Devagar, mas está sendo positiva. Uma rádio FM de Ottawa no Canadá tocou 2 músicas, alguns amigos adoraram. Sábado vamos fazer o primeiro show de lançamento, vamos ver como as pessoas encaram
O que mais já tem planejado para a divulgação?
Shows, queremos mostrar a banda ao vivo, em todos os lugares. É uma forma de fazer o disco viajar também. (http://www.firefriend.com/shows.php)
E de material extra relacionado ao disco? Tem algo pra sair?
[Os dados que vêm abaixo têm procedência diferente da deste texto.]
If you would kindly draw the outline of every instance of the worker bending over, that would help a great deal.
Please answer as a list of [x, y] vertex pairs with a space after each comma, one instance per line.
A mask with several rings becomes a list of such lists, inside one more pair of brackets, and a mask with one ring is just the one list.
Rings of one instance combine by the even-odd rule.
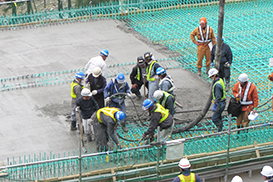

Nós estamos preparando vídeos para as músicas, como este aqui que acabou de sair:
É bem divertido fazer videos, este aí foi feito no mesmo laptop barato onde o disco foi gravado e mixado
Você prefere então ser Lo-Fi?
Acho que você pode produzir trabalhos bem interessantes com o que tem ao alcance. Vivemos uma época em que há um olhar cuidadoso para a expressão e para a linguagem, que no meu ponto de vista são mais estimulantes do que a qualidade técnica padrão de um trabalho. Você pode fazer fotos excepcionais com uma câmera qualquer, mas precisa dominar sua linguagem. Isso dá muita liberdade. Vivemos no Brasil, não fabricamos os melhores equipamentos, então é tudo importado e caro — as condições estruturais são precárias ou muito caras. Mas há criatividade, e ela não pode ficar presa ao dinheiro, ela pode explorar todos os caminhos.
Uma ultima pergunta. Que dica você daria pra quem tá começando?
Dedique-se ao que gosta, viaje muito e não se preocupe com modas. Não assista TV, leia muitos livros e converse muito com as pessoas.